Policy and research implications:
- High-quality, contemporary RCTs are needed that randomize patients with cirrhosis and upper GI bleeding to well-defined antibiotic strategies (e.g., none, single-dose or 48–72 hour course, vs 5–7 days), stratified by bleeding source and severity, and incorporating modern endoscopic and rescue therapies.

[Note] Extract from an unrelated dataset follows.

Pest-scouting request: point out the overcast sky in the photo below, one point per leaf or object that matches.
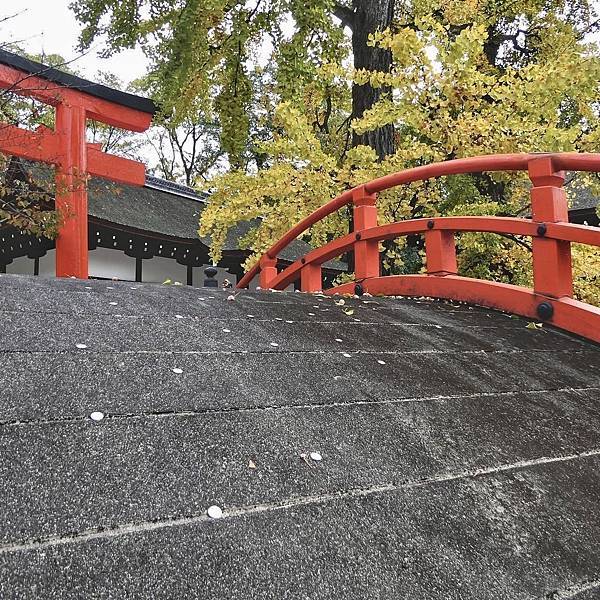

- Trials should prespecify robust, objective infection definitions and collect data on antimicrobial resistance and harms (including C. difficile), and consider health-system outcomes such as length of stay and antibiotic exposure.
Conclusion
The 2025 bayesian meta-analysis by Prosty et al. questions the historic mortality benefit attributed to routine 5–7 day antibiotic prophylaxis after upper GI bleeding in patients with cirrhosis. While prophylaxis reduced the incidence of trial-defined infections, methodological concerns and heterogeneity limit confidence that this translates into mortality benefit in modern practice. Clinicians should balance the older guideline recommendations with evolving evidence, local microbiology, patient risk factors, and principles of antimicrobial stewardship. Definitive practice change will require contemporary, adequately powered randomized trials.
Funding and clinicaltrials.gov
See the original publication for detailed funding and disclosures: Prosty C, Noutsios D, Dubé LR, et al. Prophylactic Antibiotics for Upper Gastrointestinal Bleeding in Patients With Cirrhosis: A Systematic Review and Bayesian Meta-Analysis. JAMA Intern Med. 2025;185(10):1194-1203. doi:10.1001/jamainternmed.2025.3832.
References
1. Prosty C, Noutsios D, Dubé LR, Baden R, Davar K, Freling S, Bhuket T, Yee HF Jr, Spellberg B, McDonald EG, Lee TC. Prophylactic Antibiotics for Upper Gastrointestinal Bleeding in Patients With Cirrhosis: A Systematic Review and Bayesian Meta-Analysis. JAMA Intern Med. 2025 Oct 1;185(10):1194-1203. doi:10.1001/jamainternmed.2025.3832.
2. De Franchis R; Baveno VI Faculty. Expanding consensus in portal hypertension: Report of the Baveno VI Consensus Workshop: Stratifying risk and individualizing care for portal hypertension. Journal of Hepatology. 2015;63(3):743-752. doi:10.1016/j.jhep.2015.05.022.
3. European Association for the Study of the Liver (EASL). EASL Clinical Practice Guidelines: Management of decompensated cirrhosis. Journal of Hepatology. 2018;69(2):406-460. doi:10.1016/j.jhep.2018.03.024.
Note: Additional guideline documents from regional societies (AASLD, national guidelines) and local antimicrobial resistance data should be consulted when applying these findings in practice.